The shop used Object-Oriented programming - a technique in which each 'object type' is a subtype of some more fundamental type. This saves work because you can 'inherit' behaviors and constraints from the more fundamental type, and write new code only for the stuff that's actually different. In the case of the kangaroos, they 'inherited' from ground troopers (the base type for most of the non-aircraft in the simulation), and put in different data for returning an image, to make them look like kangaroos. They put in different parameters for movement, to make them faster than humans (a lot faster). They used the "not under orders/cut off from c-cubed-i" methods for troopers as the primary methods for the 'roos, to simulate that they didn't have objectives or strategies, and they set their morale to 'low' because mobs of kangaroos don't hang together or fight panic the way platoons of human soldiers do.
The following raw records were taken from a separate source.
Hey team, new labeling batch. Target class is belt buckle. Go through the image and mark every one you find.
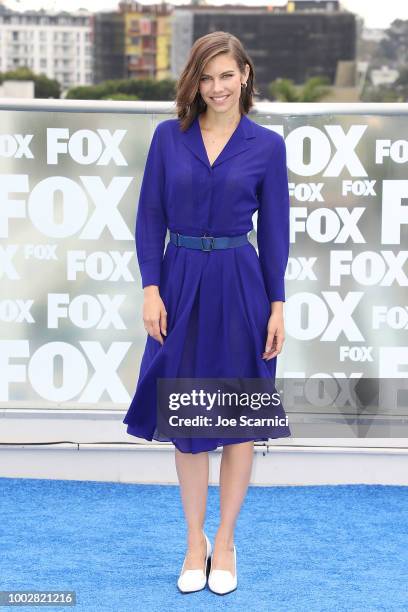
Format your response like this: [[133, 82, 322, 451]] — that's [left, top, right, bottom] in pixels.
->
[[201, 235, 214, 251], [176, 232, 180, 247]]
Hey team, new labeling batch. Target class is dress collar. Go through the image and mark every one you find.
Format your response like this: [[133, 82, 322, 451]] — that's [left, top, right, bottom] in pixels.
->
[[181, 112, 256, 169]]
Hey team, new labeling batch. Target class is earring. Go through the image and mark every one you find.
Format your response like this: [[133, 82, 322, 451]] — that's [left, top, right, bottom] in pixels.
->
[[241, 82, 247, 88]]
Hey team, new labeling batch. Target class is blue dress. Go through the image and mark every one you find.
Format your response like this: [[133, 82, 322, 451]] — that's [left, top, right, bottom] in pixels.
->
[[122, 112, 292, 453]]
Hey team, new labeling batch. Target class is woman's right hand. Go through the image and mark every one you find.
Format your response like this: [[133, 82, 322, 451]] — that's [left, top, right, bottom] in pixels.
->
[[142, 285, 167, 345]]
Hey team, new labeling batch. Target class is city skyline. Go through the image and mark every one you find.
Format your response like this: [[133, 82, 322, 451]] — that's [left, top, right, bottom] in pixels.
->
[[2, 0, 408, 30]]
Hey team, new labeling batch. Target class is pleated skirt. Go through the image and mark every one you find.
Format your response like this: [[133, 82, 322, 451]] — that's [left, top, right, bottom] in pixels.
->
[[123, 240, 291, 453]]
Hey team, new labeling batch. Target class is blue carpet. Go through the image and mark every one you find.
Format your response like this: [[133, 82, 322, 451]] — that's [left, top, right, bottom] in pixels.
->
[[0, 478, 407, 611]]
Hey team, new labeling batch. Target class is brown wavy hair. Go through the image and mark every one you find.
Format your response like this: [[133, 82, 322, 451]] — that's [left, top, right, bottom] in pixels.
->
[[175, 31, 259, 132]]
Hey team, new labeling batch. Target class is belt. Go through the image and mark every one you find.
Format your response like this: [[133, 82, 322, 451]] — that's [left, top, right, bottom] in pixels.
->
[[169, 231, 249, 252]]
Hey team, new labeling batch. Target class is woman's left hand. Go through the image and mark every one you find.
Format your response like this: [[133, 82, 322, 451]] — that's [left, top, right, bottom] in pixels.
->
[[262, 311, 285, 360]]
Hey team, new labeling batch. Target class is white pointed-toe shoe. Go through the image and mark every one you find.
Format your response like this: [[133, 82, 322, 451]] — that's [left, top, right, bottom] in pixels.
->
[[208, 544, 237, 595], [177, 532, 212, 593]]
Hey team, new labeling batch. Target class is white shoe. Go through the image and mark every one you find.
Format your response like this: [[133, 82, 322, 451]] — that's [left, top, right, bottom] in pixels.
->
[[208, 544, 237, 595], [177, 532, 212, 593]]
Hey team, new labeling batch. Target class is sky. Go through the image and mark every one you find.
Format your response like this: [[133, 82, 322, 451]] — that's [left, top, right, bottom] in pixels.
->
[[3, 0, 408, 29]]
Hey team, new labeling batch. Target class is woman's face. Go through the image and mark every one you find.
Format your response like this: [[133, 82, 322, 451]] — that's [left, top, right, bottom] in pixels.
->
[[198, 53, 249, 115]]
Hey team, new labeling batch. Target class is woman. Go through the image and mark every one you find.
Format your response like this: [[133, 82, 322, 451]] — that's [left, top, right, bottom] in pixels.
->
[[123, 31, 291, 595]]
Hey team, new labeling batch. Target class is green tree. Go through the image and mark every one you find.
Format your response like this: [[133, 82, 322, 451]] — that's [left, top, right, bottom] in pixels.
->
[[361, 84, 402, 102], [376, 19, 408, 67], [268, 76, 331, 102], [0, 66, 60, 98], [100, 92, 139, 101], [66, 77, 176, 100]]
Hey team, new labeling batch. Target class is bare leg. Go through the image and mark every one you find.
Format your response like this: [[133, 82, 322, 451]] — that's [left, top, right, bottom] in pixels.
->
[[175, 447, 209, 571], [211, 441, 254, 572]]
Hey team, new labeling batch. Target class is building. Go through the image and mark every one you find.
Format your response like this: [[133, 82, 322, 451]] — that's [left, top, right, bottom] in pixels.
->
[[0, 4, 93, 91], [93, 1, 172, 84], [171, 3, 357, 96], [287, 0, 340, 12], [92, 11, 125, 83], [370, 65, 399, 87]]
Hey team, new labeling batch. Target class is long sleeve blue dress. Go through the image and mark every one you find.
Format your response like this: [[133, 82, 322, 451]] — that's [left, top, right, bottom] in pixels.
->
[[122, 111, 292, 453]]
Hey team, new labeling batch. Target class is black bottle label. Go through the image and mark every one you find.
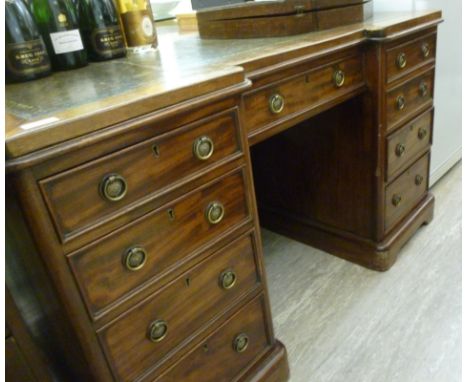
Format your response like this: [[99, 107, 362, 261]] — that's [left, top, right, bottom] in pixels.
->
[[92, 26, 125, 56], [6, 39, 51, 76]]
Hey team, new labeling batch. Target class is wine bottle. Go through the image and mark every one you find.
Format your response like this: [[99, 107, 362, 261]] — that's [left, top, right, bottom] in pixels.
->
[[31, 0, 87, 70], [79, 0, 126, 61], [5, 0, 51, 83], [116, 0, 158, 52]]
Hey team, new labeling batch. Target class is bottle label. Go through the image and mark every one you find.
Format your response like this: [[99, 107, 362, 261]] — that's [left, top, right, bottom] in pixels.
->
[[50, 29, 84, 54], [92, 26, 125, 56], [121, 10, 157, 47], [6, 39, 51, 76]]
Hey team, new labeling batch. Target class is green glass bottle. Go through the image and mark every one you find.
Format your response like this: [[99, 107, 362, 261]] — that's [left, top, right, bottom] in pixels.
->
[[31, 0, 87, 70], [79, 0, 126, 61], [5, 0, 51, 83]]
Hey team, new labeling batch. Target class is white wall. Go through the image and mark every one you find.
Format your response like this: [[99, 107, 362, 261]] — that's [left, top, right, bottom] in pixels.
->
[[373, 0, 462, 185]]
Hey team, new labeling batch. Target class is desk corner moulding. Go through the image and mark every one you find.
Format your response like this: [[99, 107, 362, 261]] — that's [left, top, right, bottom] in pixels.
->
[[5, 9, 442, 382]]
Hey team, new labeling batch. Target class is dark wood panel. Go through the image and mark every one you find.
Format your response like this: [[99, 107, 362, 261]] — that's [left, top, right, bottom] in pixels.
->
[[98, 234, 261, 381], [244, 54, 364, 135], [386, 69, 434, 132], [154, 294, 271, 382], [69, 167, 252, 319], [386, 108, 432, 180], [40, 109, 242, 243], [6, 337, 37, 382], [385, 152, 429, 232]]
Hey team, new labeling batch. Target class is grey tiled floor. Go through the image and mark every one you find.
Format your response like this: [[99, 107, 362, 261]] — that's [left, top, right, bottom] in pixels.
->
[[263, 162, 462, 382]]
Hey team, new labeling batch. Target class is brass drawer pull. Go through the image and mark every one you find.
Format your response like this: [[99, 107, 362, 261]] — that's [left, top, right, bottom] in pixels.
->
[[419, 82, 428, 97], [396, 52, 407, 69], [148, 319, 168, 342], [396, 95, 406, 111], [418, 127, 428, 140], [100, 174, 127, 202], [233, 333, 249, 353], [333, 69, 345, 88], [219, 269, 237, 290], [395, 143, 406, 157], [123, 246, 147, 271], [193, 136, 214, 161], [415, 174, 424, 186], [421, 43, 430, 58], [269, 93, 285, 114], [205, 201, 225, 225], [392, 194, 402, 207]]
They got orders to include kangaroos about forty-eight hours before the scheduled demo, and did it in one night. They figured they were all set.
So, cut past the sales presentation and into the demo. Some pretty high-up officer from the Aussie air force is seated in the flight simulator, flying over this simulated battlefield in his simulated aircraft, and admiring all the simulated details.
And he spots a mob of kangaroos.
So, just to see how they'll react, he buzzes the 'roos. They scatter, of course, bounding away at a realistic kangaroo top-speed in a dozen different directions. The officer laughs, turns his airplane around to get a good look at how that's working, and then gets a nasty surprise. It seems that some of the kangaroos had regrouped, ducked around a nearby ridge and set up an ambush for him using surface-to-air missiles. He didn't see them, so around the ridge he went looking for them - and then he gets a shriek on his missile-detecting radar and the next second his simulated plane turns into a great big simulated fireball.
Yup.... the guys never quite managed to override that 'response to attack' method. Just forgot, I guess. And didn't see it in testing because they never actually *buzzed* the mob of 'roos and then got back into missile range.
The unexpected thing? The officer was delighted. He'd been looking for a way to get his pilots trained to leave the damn mobs of kangaroos alone. He forbade the americans to fix the 'error'. And the Australians actually bought that system, complete with bazooka-packing kangaroos.
Vintage computer adverts: http://www.vintageadbrowser.com/computers-and-software-ads
The egg came first. Why? Well, everything either tastes like chicken or is made from soy. Chicken isn't made from soy, so it can't possibly be a derivative of it. Likewise, soy doesn't taste like chicken.
The egg came first, it hatched out a soybean and a chicken. The soybean evolved into veggie burgers, dirt, and Chevy Avalanches. The chicken eventually evolved into numerous animals, possibly including humans.